I will be using an Audison Bit One Processor to interface to the factory headunit and allow time alignment, EQ and crossover control. Sub is a 10" JL audio. 

So ...Is 3-way better than 2-way? I've never had a 3 way system before. .

And is it worth spending $900 for a set of speakers that I don't necessarily need, but 'want?' I'd like to get this system done right since its a new car andI plan to have it a long time. Thx!


----------



## groberts (Dec 14, 2010)

Anybody? 2 Way or 3 way? Focal Flax or not. Thanks!


----------



## uber_noob (Dec 12, 2009)

I have the 3 way set. I think the model is PS165f3. I had Focal modify my crossovers to take the woofer out of the loop so the amps wouldn't "see" them. I love the way they sound. I'm running them two way (ch1-2 mid/tweeter on the crossover, ch3-4 woofers, ch5-6 rear fill). I would like to go 3 way fully active but need an amp and a DSP to do it right. FYI, there is not much information regarding the crossovers in the manual. So I was in the dark regarding the flat/high switch for the 3" mid woofer and its corresponding crossover points. So I queried Focal and this was their response:

"It is a Flat/High Switch for the Mid. It is a 2 position switch to turn on and off the lowpass filter for the woofer. In flat position, it's turns on a 3500hz lowpass filter, and in high position, there is no low pass and it just uses the woofers natural high side roll off. "
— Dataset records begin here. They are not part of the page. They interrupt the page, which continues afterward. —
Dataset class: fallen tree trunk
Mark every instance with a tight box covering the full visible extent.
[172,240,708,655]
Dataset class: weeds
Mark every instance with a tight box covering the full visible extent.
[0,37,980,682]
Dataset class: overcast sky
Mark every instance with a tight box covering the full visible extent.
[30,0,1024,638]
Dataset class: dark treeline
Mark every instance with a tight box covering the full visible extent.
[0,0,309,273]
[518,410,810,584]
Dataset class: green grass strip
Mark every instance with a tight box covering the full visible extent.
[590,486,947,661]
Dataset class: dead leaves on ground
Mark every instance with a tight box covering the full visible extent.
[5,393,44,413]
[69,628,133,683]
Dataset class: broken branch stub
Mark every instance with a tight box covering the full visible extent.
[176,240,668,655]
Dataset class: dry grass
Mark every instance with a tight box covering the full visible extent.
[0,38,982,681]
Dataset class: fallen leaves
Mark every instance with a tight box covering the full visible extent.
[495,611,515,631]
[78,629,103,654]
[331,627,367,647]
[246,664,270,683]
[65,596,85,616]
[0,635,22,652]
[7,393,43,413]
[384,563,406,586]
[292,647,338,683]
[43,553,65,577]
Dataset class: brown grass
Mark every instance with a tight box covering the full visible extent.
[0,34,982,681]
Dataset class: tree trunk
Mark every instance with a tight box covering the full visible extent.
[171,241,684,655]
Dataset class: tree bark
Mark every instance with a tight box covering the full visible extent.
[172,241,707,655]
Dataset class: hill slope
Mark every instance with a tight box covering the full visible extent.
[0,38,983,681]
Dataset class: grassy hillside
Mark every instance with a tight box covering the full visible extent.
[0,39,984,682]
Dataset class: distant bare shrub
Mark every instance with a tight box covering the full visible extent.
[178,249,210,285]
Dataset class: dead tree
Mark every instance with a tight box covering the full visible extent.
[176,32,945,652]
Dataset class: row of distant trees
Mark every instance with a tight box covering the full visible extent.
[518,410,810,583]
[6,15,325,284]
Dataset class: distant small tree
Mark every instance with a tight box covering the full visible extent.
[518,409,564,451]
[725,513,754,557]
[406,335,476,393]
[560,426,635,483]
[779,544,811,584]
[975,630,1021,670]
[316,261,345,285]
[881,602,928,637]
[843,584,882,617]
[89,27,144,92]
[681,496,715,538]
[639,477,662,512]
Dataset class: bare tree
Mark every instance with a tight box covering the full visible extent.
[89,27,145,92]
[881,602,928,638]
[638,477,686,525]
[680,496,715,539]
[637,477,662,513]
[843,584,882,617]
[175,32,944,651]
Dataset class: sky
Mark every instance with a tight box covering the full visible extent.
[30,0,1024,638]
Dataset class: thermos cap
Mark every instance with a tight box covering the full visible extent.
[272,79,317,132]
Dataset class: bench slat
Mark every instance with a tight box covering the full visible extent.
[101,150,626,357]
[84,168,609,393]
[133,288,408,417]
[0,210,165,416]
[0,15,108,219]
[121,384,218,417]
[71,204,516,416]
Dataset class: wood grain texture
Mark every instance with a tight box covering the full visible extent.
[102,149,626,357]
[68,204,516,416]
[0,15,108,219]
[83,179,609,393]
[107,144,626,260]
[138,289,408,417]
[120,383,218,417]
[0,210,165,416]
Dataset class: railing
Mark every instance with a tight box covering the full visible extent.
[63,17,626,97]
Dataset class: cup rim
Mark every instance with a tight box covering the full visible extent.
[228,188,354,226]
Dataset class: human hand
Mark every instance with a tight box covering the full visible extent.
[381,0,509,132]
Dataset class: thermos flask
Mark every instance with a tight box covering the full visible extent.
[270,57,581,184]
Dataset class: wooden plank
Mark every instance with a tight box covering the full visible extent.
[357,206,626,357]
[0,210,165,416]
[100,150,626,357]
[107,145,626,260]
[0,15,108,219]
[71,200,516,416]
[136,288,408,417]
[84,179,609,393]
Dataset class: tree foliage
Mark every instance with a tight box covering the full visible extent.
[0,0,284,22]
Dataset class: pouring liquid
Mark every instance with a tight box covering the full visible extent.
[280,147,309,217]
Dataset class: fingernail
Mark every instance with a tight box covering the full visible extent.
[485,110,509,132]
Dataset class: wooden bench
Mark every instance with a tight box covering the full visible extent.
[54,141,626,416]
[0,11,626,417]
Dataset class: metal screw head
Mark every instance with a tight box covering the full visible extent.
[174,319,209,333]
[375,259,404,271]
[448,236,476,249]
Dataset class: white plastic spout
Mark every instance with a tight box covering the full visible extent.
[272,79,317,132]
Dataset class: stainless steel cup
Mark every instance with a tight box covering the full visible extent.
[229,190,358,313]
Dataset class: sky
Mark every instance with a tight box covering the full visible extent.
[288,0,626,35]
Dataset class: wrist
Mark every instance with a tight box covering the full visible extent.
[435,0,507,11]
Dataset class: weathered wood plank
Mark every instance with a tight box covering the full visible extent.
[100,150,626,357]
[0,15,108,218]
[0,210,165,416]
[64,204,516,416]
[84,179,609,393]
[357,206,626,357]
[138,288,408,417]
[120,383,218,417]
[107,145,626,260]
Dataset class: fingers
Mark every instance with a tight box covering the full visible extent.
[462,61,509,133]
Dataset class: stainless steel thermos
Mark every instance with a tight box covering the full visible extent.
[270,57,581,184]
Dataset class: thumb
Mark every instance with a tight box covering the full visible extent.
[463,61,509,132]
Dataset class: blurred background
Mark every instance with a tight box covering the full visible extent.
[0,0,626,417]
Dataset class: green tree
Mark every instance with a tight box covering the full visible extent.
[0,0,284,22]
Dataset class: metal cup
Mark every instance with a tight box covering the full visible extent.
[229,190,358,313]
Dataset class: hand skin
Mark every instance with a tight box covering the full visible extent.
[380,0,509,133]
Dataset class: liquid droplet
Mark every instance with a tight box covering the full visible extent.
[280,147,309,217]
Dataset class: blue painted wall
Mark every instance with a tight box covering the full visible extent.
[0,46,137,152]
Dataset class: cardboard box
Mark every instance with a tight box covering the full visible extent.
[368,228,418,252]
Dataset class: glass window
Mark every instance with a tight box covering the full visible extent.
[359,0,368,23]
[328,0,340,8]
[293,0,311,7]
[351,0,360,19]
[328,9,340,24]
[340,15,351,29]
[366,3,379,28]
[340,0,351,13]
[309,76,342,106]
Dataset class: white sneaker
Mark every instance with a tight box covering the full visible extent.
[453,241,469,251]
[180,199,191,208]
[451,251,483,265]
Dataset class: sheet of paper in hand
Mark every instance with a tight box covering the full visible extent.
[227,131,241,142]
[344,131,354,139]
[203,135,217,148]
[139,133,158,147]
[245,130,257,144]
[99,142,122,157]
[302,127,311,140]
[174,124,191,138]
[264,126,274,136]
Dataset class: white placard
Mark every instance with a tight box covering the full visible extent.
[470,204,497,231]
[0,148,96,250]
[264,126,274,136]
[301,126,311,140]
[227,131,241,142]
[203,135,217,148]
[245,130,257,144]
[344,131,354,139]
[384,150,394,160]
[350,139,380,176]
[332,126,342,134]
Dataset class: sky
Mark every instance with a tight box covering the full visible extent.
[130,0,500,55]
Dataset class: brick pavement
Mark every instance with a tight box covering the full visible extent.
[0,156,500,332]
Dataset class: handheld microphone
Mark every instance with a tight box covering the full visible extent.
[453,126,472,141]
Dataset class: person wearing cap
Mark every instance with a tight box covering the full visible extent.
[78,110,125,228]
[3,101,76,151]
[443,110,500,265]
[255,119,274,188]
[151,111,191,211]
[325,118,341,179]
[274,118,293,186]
I opted to put it in high mode and knock the tweeter down with the switch for that. Then I adjusted the amp gains to compensate. Love them. They are real pretty too, catches the eye especially in my kick panels.


----------



## groberts (Dec 14, 2010)

uber_noob said:


> I have the 3 way set. I think the model is PS165f3. I had Focal modify my crossovers to take the woofer out of the loop so the amps wouldn't "see" them. I love the way they sound. I'm running them two way (ch1-2 mid/tweeter on the crossover, ch3-4 woofers, ch5-6 rear fill). I would like to go 3 way fully active but need an amp and a DSP to do it right. FYI, there is not much information regarding the crossovers in the manual. So I was in the dark regarding the flat/high switch for the 3" mid woofer and its corresponding crossover points. So I queried Focal and this was their response:
> 
> "It is a Flat/High Switch for the Mid. It is a 2 position switch to turn on and off the lowpass filter for the woofer. In flat position, it's turns on a 3500hz lowpass filter, and in high position, there is no low pass and it just uses the woofers natural high side roll off. "
> 
> I opted to put it in high mode and knock the tweeter down with the switch for that. Then I adjusted the amp gains to compensate. Love them. They are real pretty too, catches the eye especially in my kick panels.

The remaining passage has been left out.